Türkiye Rusya'yı geçti! 8 milyonu aştı...
Yükseköğretim Kurulu (YÖK) Başkanı Prof. Dr. Yekta Saraç, Türkiye'de yükseköğretim öğrenci sayısının 8 milyonu aştığını belirterek, "Daha önce 'bu sayı ile Rusya'dan sonra ikinci ülkeyiz' diyorduk. Türkiye, şu anki yükseköğretimdeki öğrenci sayısı ile Rusya'daki öğrenci sayısını geçti." dedi.
TOBB Türkiye Yükseköğretim Meclisi Toplantısı, YÖK Başkanı Prof. Dr. Yekta Saraç, TOBB Başkanı Rifat Hisarcıklıoğlu ile Türkiye'deki vakıf üniversitelerinin mütevelli heyet başkanları ve rektörlerinin katılımıyla gerçekti.
Türkiye'de yükseköğretim öğrenci sayısının 8 milyonu aştığını bildiren Saraç, "Bu sayı, Almanya'nın iki katı. Daha önce 'bu sayı ile Rusya'dan sonra ikinci ülkeyiz' diyorduk.
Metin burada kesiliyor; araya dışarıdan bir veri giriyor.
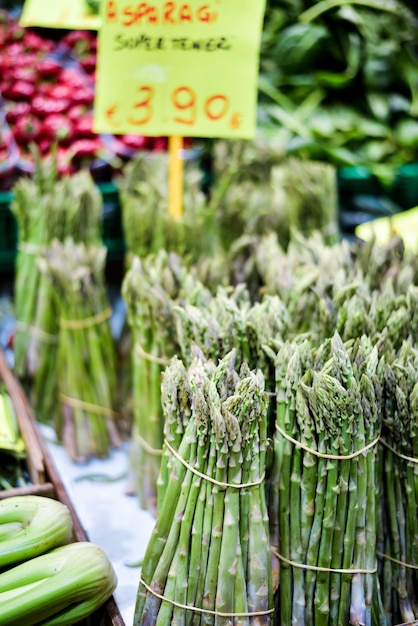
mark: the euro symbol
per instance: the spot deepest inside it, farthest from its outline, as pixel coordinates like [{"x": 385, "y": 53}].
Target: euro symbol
[{"x": 110, "y": 114}]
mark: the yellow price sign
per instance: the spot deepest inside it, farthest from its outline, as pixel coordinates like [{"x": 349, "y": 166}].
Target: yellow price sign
[
  {"x": 178, "y": 68},
  {"x": 71, "y": 14}
]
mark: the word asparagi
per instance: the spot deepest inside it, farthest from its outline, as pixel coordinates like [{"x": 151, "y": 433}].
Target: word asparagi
[{"x": 167, "y": 13}]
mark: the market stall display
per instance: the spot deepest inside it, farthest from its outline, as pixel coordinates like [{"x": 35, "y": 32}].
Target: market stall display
[{"x": 262, "y": 378}]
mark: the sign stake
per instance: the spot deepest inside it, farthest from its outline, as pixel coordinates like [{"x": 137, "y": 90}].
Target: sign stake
[{"x": 175, "y": 176}]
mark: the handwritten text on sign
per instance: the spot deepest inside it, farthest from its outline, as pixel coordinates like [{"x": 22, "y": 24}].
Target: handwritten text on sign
[{"x": 175, "y": 68}]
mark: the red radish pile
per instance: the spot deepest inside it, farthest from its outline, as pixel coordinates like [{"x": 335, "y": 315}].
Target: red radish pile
[{"x": 47, "y": 89}]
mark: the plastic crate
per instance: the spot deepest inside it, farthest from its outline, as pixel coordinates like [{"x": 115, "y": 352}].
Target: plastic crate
[
  {"x": 405, "y": 187},
  {"x": 8, "y": 233},
  {"x": 112, "y": 228}
]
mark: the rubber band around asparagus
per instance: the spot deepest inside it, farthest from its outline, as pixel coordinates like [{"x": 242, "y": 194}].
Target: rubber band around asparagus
[
  {"x": 38, "y": 333},
  {"x": 324, "y": 455},
  {"x": 383, "y": 555},
  {"x": 88, "y": 321},
  {"x": 209, "y": 478},
  {"x": 198, "y": 609},
  {"x": 317, "y": 568}
]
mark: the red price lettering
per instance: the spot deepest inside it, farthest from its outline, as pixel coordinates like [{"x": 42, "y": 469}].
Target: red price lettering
[
  {"x": 184, "y": 99},
  {"x": 144, "y": 106},
  {"x": 216, "y": 107}
]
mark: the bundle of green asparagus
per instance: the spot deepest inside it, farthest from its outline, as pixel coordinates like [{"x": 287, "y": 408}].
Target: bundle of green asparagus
[
  {"x": 88, "y": 423},
  {"x": 150, "y": 289},
  {"x": 208, "y": 561},
  {"x": 258, "y": 190},
  {"x": 148, "y": 224},
  {"x": 322, "y": 491},
  {"x": 46, "y": 208},
  {"x": 398, "y": 462}
]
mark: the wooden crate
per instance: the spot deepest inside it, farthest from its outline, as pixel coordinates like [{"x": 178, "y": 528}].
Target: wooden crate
[{"x": 46, "y": 480}]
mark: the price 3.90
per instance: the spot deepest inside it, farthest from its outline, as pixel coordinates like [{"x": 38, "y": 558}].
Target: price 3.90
[{"x": 187, "y": 107}]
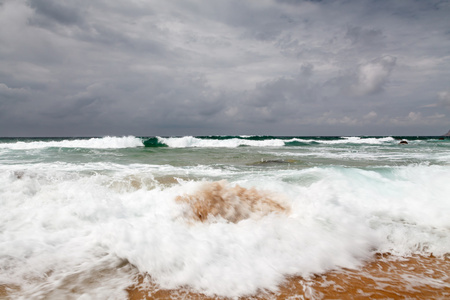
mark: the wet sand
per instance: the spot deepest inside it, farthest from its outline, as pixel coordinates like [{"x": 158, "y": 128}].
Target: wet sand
[{"x": 386, "y": 277}]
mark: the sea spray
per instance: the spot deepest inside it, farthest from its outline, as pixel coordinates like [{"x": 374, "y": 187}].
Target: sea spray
[{"x": 87, "y": 221}]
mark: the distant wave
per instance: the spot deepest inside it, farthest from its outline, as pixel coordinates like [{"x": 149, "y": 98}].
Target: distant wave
[
  {"x": 256, "y": 141},
  {"x": 94, "y": 143}
]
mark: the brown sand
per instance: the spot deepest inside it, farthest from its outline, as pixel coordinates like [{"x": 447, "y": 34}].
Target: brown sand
[
  {"x": 386, "y": 277},
  {"x": 233, "y": 203}
]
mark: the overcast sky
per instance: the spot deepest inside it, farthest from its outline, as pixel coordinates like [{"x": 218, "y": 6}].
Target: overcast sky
[{"x": 201, "y": 67}]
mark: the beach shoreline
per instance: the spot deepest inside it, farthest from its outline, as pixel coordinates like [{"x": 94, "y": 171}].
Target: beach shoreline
[{"x": 386, "y": 276}]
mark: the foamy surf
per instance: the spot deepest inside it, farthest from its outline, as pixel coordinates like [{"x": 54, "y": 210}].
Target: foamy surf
[{"x": 212, "y": 223}]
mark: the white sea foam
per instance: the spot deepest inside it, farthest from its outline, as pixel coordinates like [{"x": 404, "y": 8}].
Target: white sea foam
[
  {"x": 348, "y": 140},
  {"x": 190, "y": 141},
  {"x": 94, "y": 143},
  {"x": 58, "y": 226}
]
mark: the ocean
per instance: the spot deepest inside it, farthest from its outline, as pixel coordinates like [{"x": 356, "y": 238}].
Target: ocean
[{"x": 214, "y": 217}]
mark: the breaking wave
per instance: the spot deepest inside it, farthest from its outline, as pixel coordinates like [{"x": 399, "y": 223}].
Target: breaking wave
[{"x": 258, "y": 141}]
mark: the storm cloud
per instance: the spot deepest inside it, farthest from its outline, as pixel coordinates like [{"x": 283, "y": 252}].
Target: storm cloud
[{"x": 190, "y": 67}]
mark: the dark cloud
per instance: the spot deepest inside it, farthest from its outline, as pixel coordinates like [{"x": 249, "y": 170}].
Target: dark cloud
[{"x": 223, "y": 67}]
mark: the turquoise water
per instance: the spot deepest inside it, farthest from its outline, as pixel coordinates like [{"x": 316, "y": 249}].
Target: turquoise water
[{"x": 74, "y": 208}]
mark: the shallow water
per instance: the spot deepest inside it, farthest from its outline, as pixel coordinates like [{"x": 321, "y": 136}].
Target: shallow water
[{"x": 224, "y": 216}]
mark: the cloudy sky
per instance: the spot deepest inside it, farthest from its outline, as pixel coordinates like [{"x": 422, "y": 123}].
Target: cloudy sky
[{"x": 201, "y": 67}]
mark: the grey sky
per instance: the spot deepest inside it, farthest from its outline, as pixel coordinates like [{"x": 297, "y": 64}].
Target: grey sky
[{"x": 191, "y": 67}]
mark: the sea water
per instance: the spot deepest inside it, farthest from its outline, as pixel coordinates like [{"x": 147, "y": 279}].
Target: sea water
[{"x": 225, "y": 216}]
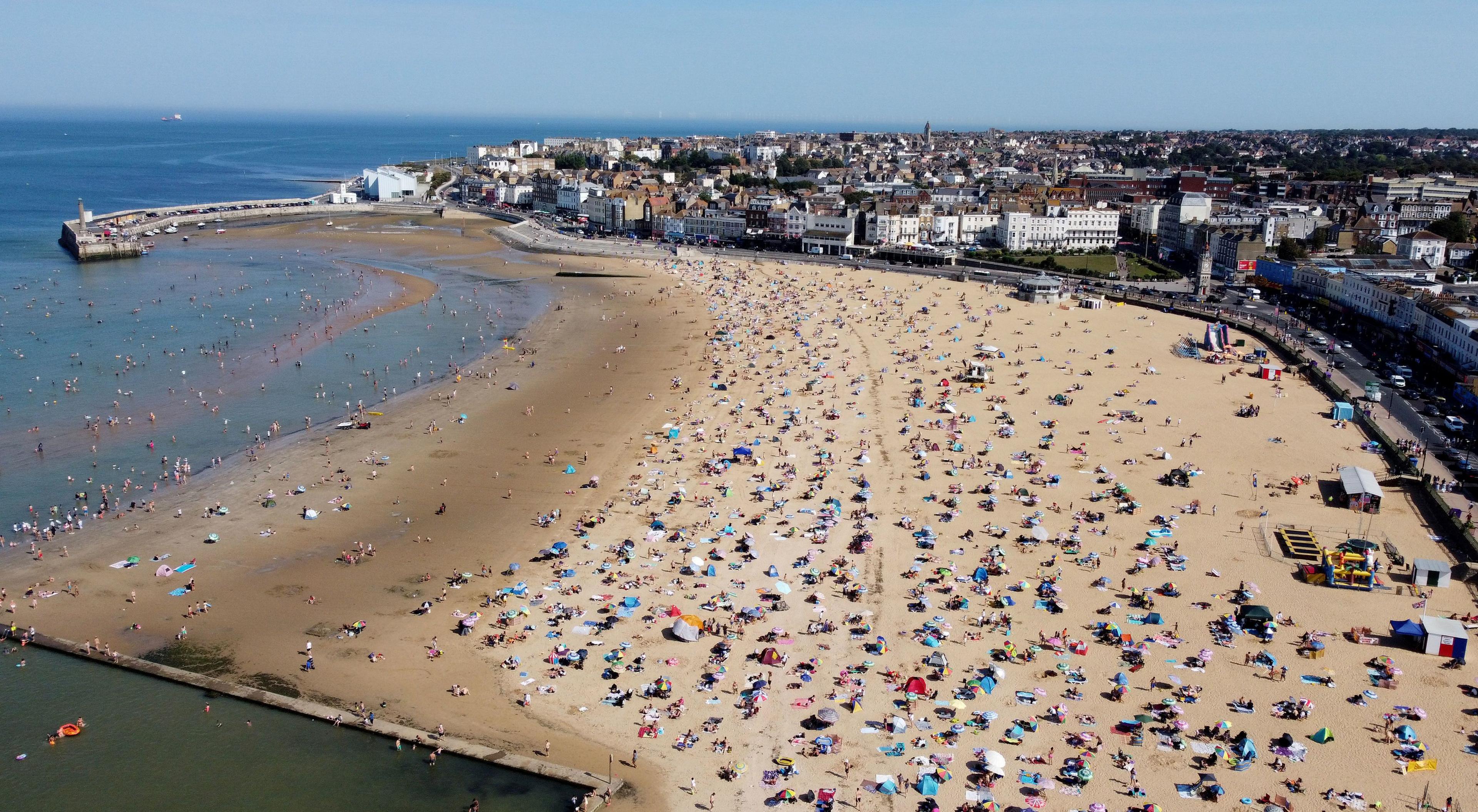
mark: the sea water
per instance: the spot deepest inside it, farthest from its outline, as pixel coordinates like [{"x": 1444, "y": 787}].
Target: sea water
[
  {"x": 187, "y": 333},
  {"x": 150, "y": 745},
  {"x": 135, "y": 327}
]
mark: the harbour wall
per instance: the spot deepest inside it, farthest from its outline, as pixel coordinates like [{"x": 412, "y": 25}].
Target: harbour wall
[
  {"x": 321, "y": 712},
  {"x": 126, "y": 230}
]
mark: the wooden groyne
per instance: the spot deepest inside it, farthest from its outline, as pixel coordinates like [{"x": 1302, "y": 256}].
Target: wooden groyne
[{"x": 584, "y": 780}]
Türkiye, şu anki yükseköğretimdeki öğrenci sayısı ile Rusya'daki öğrenci sayısını geçti." dedi.
Saraç, bu sayının olumlu tarafının bulunduğuna ancak yönetilmediği takdirde "tehditkar" taraflarının olacağına işaret etti.
Yükseköğretimde toplam kontenjanlarının yaklaşık yüzde 19'unun vakıf yükseköğretim kurumlarında bulunduğunu aktaran Saraç, "Yüzde 20'si ön lisans, geri kalanı da lisans programlarında." bilgisini verdi.
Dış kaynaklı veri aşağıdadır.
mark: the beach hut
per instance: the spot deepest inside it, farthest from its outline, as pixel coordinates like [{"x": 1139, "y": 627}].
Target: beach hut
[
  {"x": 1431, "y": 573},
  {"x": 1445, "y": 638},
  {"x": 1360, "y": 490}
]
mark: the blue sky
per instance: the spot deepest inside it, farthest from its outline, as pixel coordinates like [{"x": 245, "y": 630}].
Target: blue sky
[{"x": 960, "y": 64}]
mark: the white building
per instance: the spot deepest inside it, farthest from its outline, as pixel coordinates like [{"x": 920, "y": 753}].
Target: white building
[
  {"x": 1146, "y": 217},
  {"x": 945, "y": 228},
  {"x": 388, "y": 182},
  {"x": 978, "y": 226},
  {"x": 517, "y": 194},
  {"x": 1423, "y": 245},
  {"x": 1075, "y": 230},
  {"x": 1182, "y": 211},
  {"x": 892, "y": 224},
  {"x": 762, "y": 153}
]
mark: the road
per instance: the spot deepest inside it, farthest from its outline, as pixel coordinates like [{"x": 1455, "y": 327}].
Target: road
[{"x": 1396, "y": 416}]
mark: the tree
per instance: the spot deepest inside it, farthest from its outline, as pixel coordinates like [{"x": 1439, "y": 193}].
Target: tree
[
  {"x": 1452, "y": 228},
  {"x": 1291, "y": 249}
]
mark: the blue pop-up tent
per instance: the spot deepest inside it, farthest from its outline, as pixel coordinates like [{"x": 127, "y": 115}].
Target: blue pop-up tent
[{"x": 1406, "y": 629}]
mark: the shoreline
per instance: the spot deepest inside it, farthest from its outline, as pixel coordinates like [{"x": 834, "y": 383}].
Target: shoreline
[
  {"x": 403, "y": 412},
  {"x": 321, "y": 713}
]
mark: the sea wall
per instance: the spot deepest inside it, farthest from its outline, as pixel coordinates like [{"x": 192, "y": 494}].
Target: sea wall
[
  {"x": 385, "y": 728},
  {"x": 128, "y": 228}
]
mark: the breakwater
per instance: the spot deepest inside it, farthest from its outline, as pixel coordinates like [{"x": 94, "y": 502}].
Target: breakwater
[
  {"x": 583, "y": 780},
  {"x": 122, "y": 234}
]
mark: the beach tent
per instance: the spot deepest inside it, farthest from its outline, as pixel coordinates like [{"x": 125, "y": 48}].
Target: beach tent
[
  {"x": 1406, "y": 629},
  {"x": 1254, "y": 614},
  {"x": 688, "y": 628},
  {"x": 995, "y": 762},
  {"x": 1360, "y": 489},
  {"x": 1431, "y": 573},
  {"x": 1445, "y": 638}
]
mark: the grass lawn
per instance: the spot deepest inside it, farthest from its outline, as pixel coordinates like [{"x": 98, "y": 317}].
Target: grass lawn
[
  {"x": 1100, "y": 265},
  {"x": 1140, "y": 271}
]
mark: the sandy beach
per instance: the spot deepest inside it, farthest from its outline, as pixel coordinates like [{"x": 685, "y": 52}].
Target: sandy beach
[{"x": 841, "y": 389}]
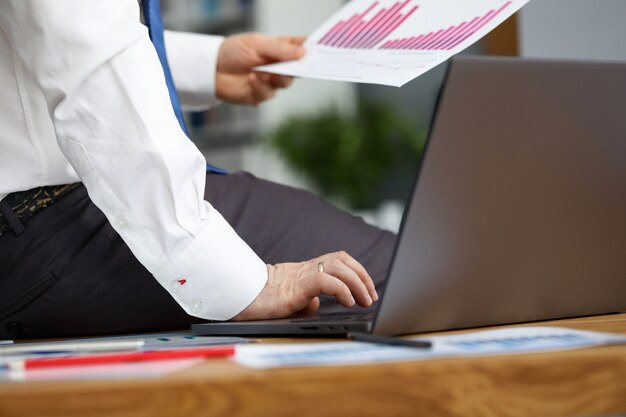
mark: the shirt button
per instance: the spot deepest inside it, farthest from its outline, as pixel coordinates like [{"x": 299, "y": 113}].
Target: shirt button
[
  {"x": 121, "y": 222},
  {"x": 176, "y": 285}
]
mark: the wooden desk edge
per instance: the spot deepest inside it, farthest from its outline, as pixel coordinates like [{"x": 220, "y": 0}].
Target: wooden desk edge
[{"x": 577, "y": 382}]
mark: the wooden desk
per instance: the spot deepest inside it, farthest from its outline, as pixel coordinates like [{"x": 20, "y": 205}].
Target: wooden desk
[{"x": 589, "y": 382}]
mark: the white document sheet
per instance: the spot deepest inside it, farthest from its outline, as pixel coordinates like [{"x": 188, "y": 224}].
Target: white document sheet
[
  {"x": 491, "y": 342},
  {"x": 391, "y": 42}
]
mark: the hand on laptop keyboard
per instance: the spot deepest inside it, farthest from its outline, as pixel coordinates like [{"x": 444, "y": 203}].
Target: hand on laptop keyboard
[{"x": 296, "y": 287}]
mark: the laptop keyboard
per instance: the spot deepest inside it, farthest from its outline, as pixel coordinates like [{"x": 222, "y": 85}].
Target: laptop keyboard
[{"x": 344, "y": 318}]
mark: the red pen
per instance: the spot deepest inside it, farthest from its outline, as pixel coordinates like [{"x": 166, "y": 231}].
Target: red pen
[{"x": 102, "y": 359}]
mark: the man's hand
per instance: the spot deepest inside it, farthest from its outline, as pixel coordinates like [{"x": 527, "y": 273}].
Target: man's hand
[
  {"x": 296, "y": 287},
  {"x": 237, "y": 83}
]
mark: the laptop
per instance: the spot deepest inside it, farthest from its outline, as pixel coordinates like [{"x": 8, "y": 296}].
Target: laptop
[{"x": 518, "y": 211}]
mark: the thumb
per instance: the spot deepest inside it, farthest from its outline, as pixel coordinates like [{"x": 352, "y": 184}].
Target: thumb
[{"x": 273, "y": 49}]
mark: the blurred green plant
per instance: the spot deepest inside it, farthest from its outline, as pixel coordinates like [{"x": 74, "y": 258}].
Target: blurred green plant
[{"x": 351, "y": 158}]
YÖK'ün son yıllarda yürüttüğü projeler ve yasal düzenlemelere ilişkin bilgiler aktaran Saraç, bunların arasında en büyük başarılarının 30 yıldır konuşulan bağımsız bir Yükseköğretim Kalite Kurulunun kurulması olduğunu vurguladı.
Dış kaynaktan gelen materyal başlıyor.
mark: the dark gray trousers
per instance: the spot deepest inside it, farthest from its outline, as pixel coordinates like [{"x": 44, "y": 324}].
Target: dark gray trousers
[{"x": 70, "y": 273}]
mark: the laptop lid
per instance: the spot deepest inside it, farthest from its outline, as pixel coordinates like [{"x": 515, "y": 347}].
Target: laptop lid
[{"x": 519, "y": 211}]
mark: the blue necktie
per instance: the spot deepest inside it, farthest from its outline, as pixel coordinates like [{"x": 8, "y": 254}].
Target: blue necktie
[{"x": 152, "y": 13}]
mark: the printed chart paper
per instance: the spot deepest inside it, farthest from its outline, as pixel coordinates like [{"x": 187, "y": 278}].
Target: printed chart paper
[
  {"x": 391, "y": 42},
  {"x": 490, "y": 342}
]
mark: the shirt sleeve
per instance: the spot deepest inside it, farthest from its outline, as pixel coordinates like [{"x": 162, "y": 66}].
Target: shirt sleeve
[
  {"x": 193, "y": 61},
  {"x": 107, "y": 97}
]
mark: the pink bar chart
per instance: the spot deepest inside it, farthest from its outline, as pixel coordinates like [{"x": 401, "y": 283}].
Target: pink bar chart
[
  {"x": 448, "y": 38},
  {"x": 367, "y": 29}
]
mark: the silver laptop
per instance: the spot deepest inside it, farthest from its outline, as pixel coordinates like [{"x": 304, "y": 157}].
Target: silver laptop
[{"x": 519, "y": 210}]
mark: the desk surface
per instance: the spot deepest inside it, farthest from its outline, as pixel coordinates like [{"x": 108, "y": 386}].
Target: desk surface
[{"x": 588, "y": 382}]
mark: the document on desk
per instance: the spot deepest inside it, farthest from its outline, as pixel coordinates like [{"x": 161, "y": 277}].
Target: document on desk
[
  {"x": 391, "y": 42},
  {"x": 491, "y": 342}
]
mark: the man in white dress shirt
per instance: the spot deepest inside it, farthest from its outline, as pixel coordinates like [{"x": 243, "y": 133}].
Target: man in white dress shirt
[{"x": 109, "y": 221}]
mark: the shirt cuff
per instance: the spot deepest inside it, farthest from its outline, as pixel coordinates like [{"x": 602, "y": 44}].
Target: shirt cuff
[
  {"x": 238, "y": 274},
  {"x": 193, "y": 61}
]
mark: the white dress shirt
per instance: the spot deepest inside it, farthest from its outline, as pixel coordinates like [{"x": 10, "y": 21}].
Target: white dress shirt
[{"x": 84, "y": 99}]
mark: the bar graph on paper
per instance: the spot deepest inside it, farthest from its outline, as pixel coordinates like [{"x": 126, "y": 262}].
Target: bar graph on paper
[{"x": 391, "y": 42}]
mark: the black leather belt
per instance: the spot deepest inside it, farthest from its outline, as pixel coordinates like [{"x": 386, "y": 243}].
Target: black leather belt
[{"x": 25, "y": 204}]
Saraç, 2016'dan bu yana 16 vakıf üniversitesi olmak üzere 70 üniversitenin dış değerlendirme sürecinden geçtiğini bildirdi.
Yabancı uyruklu öğrenci sayısı
Hedef odaklı uluslararasılaşma çalışmalarına değinen Saraç, "Başkan olduğumuzda yabancı uyruklu 40 bin öğrenci vardı, bu sayı 4 yılda 140 bini geçti." dedi.
"Vakıf yükseköğretim kurumlarının denetlenmesi lazım"
Saraç, vakıf yükseköğretim kurumlarının denetimine ilişkin, "Bir özel kanun olabilir ama her halükarda YÖK nasıl denetleniyorsa, vakıf yükseköğretim kurumlarının da mali açıdan denetlenmesi lazım." değerlendirmesini yaptı.
Yekta Saraç, "Öğrencimiz, artık seçici olmaya başladı, bilinçli tercihlerde bulunuyor. Bu mutluluk verici. 'Burada boş sandalye var otur' denildiğinde 'bir dakika o sandalye bana uygun mu?' diye sorguluyor. Böyle de olması lazım. Niteliği getirecek birinci husus budur." diye konuştu.
Üniversitelerdeki boş kontenjanların abartıldığı kadar devasa bir sorun olmadığının altını çizen Saraç, "Boş kontenjan dediğimiz bir tarafı sanal bir husustur. Yani irrasyonel taleplere 'evet' dediğinizde bu seneki boş kontenjan rakamının yaklaşık 80 bin dolayında artabilme ihtimali var. Aynı şekilde devlet üniversitelerindeki taleplere de irrasyonel şekilde baktığımızda yüzde 40 dolayında bir daralma söz konusu olabilirdi." dedi.
YÖK'ün, üniversite kontenjanlarının nihai noktada karar vericisi olduğunu ancak karar verilecek rakamların üniversitelerden geldiğini ifade eden Saraç, şöyle konuştu:
"Boş kontenjanlar geçen sene 128 bine düştü ama bir vakıf üniversitemiz, 60 kontenjanı olan bir programına 2 sene önce 23 kişi yerleşmişken bu sene için bu kontenjanı 200'e çıkarmayı talep etti. Bunlar vaka. Boş kontenjanların dolması diye aslında bir sorun yok, doğru kontenjan planlaması diye bir sorun var. Bunun adını koymamız lazım. Bu kontenjan önemli ama 23 kişinin dolduğu programa 200 kişinin istenmesi ve sonra 'kalan boş kontenjanları acaba nereye fatura etsek' deyip 'YÖK var burada. Hem de YÖK'ü suçlarsak zülfiyare de dokunmamış oluruz' denmesi bence ahlaki bir sorun."
YÖK olarak bu ihtiyacı hissettikleri için öğrenci kontenjanlarını belirlemekle ilgili bir kurul oluşturduklarını hatırlatan Saraç, kurulda ilgili bakanlıklar, sektör temsilcilerinin yer aldığını belirtti Saraç, "Fakat birlikte çalışma kültürümüz nedense çok zayıf olduğundan birlikte karar alma ve karar alma süreçlerini yönetebilme kültürümüz de maalesef yok. Kurulla ilgili yazışmalar yaptık, verilerinizle bize gelin dedik ama gelen olmadı. Bu sene içinde TOBB'a yazacağız. Bize bir öngörü yaparsanız bu kurulda bundan mutluluk duyarız." ifadelerini kullandı.
YÖK Başkanı Yekta Saraç, "Özel üniversite meselesini YÖK olarak destekliyoruz. Burada problem yok. Burada da yöntem konusunda bir belirleme yapalım isteriz." diye konuştu.